When a young student starts school, there is great excitement and many unknowns for both students and parents alike. To better navigate this transition, Waconia Public School’s Early Childhood Family Education (ECFE) program uses a common-sense approach called the Pyramid Model that outlines clear ways to teach social and emotional skills along with effective ways to intervene when kids need support. It’s an inclusive curriculum that establishes consistent, equitable learning environments across all of the district’s preschool and child care offerings.
“We know that if children have a solid social and emotional foundation, they’re much more able to acquire academic skills because the regulation skills are in place,” explains Sue Forster, early childhood programming supervisor. “The lifelong skills that we need to navigate the world come from this social-emotional foundation.” Waconia Public Schools was awarded a state grant to implement the Pyramid Model over the next five years. Through intensive staff coaching and partnership between regular and special education, the idea is to have the program help deliver on the district’s goal of offering high-quality, inclusive programming for all kids. The model also bolsters the district’s efforts to prepare students for more seamless transitions to kindergarten. “It creates an environment where all kids can be successful and be included,” Jenn Froehlich, special education manager, said. “We’ve implemented the model into our child care program [Kids’ Company], so kids with us throughout the day go to preschool and then return to the child care setting and have the benefits of consistent adult reactions, common language, and common expectations.”
At the base of the pyramid are many ways that build beneficial relationships and environments for all early childhood students. There is deliberate connection time for students and teachers, and transition times between one activity and the next. Visual schedules are frequently referenced, as are examples that explain what it looks like and sounds like to “Be Safe, Be Kind, Be Responsible”—outside, in the hallway, and in the classroom. Common language and behavior expectations are defined for shared spaces.
This foundational phase also teaches kids about big feelings along with the words and strategies formanaging them. “Teachers are reading books with emotional language, and in the classroom, we are hearing 3- and 4-year-olds using words, like ‘frustrated’ and ‘anxious’ instead of doing something more negative like taking a toy from another student,” Froehlich said.
Moving up the pyramid into phase two, students practice problem-solving strategies and how to be a “Super Friend.” Teachers use stories and model what secure friendship looks like, then acknowledge and celebrate when students put those skills into practice.
At the top of the Pyramid Model are intensive strategies that utilize collaborative problem-solving personalized for a child. Sometimes an individualized plan is helpful for any child, and to create it involves gathering and analyzing data to understand the function of a child’s behavior—or what a behavior is trying to accomplish.

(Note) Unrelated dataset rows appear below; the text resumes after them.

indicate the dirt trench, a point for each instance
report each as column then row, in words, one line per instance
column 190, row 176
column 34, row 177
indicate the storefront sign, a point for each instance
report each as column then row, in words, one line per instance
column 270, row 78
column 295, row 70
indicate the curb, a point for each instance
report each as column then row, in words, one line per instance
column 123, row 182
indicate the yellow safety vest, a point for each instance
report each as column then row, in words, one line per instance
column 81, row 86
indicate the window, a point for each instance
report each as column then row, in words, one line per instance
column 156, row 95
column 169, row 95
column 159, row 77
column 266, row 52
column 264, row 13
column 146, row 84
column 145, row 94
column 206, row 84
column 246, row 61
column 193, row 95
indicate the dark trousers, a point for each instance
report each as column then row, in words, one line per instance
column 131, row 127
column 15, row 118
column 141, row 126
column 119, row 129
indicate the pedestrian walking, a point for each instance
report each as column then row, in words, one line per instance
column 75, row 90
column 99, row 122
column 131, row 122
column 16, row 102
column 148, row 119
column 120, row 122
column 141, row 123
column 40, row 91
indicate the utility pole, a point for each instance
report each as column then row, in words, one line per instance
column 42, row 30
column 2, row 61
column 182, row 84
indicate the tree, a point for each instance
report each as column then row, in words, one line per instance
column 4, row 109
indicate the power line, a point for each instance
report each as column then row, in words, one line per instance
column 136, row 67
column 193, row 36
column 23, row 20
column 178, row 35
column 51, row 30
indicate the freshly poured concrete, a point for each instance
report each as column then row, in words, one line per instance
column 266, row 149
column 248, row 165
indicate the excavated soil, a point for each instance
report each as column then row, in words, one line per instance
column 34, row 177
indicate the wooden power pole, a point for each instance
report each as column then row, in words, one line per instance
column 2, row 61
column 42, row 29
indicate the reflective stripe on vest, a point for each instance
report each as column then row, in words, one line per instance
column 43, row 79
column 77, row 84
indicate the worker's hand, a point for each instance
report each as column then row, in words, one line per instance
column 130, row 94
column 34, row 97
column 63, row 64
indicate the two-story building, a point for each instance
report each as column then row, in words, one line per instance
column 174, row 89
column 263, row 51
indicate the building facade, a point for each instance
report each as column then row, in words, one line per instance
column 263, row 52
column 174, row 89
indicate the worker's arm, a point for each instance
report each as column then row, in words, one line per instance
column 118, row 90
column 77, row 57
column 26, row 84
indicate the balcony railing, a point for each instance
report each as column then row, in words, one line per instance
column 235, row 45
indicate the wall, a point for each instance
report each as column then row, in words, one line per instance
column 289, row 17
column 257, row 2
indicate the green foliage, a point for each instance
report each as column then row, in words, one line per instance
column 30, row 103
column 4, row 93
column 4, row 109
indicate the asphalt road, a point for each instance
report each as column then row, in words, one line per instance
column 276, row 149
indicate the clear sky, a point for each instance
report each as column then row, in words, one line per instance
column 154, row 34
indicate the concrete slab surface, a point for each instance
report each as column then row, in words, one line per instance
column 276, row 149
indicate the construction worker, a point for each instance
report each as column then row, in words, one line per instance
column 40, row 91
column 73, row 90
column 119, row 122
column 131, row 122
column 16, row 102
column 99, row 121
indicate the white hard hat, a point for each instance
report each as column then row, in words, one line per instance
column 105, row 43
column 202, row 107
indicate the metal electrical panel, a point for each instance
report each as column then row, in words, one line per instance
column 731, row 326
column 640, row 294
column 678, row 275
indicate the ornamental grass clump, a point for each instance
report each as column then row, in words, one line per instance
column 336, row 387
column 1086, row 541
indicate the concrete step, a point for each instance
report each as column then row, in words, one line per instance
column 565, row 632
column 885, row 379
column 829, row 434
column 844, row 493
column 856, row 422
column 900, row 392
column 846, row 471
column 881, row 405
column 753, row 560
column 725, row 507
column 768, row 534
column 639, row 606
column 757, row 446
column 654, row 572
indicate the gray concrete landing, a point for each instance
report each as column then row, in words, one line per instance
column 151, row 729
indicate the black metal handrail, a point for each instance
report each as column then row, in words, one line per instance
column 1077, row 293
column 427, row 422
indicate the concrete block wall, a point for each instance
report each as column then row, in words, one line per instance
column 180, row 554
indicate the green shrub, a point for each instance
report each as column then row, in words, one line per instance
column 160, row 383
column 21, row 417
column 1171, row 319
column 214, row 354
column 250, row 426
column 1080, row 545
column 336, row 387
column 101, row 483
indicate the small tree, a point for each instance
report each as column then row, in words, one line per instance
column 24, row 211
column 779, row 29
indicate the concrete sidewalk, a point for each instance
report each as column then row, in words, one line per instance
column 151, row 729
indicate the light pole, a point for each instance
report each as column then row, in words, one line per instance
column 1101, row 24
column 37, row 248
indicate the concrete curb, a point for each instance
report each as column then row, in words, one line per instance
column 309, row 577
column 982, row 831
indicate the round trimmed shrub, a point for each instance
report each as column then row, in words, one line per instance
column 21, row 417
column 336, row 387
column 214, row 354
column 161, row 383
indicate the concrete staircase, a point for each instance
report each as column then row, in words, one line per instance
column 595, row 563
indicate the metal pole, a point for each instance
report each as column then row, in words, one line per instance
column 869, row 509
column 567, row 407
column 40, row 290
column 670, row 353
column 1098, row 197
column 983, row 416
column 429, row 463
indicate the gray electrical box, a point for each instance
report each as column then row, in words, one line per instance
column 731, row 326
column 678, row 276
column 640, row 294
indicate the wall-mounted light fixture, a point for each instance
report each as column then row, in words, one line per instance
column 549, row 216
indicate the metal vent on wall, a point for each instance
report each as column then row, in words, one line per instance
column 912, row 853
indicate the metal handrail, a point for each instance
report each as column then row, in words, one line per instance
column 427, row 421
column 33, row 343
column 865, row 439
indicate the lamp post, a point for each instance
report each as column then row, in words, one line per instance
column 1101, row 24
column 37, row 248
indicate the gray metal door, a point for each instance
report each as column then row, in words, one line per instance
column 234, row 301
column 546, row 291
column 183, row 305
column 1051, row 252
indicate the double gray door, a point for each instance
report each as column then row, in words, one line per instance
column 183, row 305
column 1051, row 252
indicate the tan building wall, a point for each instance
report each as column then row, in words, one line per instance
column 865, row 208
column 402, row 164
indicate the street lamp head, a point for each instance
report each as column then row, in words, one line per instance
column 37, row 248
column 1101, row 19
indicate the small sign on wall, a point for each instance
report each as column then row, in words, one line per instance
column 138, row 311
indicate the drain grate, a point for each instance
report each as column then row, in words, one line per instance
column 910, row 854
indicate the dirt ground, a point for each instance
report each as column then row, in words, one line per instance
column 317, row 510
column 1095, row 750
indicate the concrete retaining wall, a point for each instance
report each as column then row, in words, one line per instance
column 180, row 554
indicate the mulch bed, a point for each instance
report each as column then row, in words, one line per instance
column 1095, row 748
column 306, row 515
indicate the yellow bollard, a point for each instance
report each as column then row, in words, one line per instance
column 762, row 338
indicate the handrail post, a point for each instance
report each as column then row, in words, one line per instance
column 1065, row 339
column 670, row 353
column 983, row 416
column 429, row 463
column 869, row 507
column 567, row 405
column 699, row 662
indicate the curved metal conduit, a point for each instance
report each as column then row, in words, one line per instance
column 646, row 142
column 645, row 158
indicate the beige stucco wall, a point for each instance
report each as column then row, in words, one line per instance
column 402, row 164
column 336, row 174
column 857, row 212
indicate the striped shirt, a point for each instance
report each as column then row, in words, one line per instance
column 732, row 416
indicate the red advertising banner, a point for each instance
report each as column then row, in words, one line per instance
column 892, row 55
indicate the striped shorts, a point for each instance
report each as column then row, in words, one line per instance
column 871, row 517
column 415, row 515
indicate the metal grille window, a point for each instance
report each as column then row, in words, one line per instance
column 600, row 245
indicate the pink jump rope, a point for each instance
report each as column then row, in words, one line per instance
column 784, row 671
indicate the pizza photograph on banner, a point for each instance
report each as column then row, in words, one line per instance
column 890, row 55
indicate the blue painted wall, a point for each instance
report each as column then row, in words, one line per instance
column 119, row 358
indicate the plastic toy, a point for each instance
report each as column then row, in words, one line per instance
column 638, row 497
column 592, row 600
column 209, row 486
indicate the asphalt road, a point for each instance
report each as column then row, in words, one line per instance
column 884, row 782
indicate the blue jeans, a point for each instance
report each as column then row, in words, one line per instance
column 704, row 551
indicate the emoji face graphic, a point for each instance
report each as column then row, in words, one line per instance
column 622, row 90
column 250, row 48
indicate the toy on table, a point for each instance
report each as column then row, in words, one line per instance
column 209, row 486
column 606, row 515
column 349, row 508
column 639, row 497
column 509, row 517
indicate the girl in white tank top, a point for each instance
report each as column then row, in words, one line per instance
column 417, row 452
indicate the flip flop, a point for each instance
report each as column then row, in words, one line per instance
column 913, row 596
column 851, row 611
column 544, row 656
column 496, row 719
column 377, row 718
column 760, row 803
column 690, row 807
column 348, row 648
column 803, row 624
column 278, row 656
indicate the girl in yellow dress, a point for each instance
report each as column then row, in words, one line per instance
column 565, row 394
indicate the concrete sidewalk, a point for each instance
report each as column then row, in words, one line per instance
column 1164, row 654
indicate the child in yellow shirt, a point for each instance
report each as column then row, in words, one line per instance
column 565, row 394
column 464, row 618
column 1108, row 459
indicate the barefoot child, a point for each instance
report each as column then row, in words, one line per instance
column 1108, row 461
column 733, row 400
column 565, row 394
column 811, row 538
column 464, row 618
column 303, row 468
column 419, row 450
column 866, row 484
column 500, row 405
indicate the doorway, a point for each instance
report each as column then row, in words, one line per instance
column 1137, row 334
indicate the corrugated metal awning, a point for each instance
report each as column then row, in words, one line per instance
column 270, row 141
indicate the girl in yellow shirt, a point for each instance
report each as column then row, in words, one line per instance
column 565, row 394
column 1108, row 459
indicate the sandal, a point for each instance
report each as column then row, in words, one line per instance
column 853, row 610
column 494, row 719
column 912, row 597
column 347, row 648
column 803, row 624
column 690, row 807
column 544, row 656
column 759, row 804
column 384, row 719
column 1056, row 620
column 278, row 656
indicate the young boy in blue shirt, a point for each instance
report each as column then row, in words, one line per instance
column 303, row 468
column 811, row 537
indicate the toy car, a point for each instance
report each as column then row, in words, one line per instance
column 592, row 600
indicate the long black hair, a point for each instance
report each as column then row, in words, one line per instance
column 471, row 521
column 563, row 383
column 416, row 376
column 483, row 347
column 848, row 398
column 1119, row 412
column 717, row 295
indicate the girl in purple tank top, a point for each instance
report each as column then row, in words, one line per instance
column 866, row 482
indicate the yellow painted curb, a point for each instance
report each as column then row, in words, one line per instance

By teaming together—teachers, family, and child care providers—the shared information leads to insightful changes that positively support a child.
"This has really helped us solution-find with families and staff, using evidence-based, environmentally supportive, developmentally appropriate, logical tools," commented Froehlich.
To support the school–home partnership, families and caregivers regularly receive a “Skill of the Month.” One skill reminded parents to give five forms of positive feedback for every one re-direction to fill a child’s “emotional bank account.”
When dismissing students for playtime, Weber asks questions—but not “yes or no” questions—about the students themselves or the theme they are learning.
Terri Bessire, an early childhood special education teacher who co-teaches in a preschool classroom with a regular education teacher, appreciates how the model promotes picture schedules and predictable routines, thereby enabling students with individualized education plans (IEPs) to remain in and better participate in classroom settings. “When we do team meetings with regular education teachers, assistants, and paraprofessionals, we all have common goals around what we want to work on in classroom,” Bessire added. “We are all on the same page, and we know the data support what a positive impact it has on children.”
“If we can start kids feeling good about themselves and about school—at ages 3, 4, 5—if we can have that impact already going into kindergarten and have kids seeing themselves as learners, as a Super Friend, as part of a community, to see themselves as having a solution to a problem . . . to me, these are great gifts we can give kids,” Froehlich said.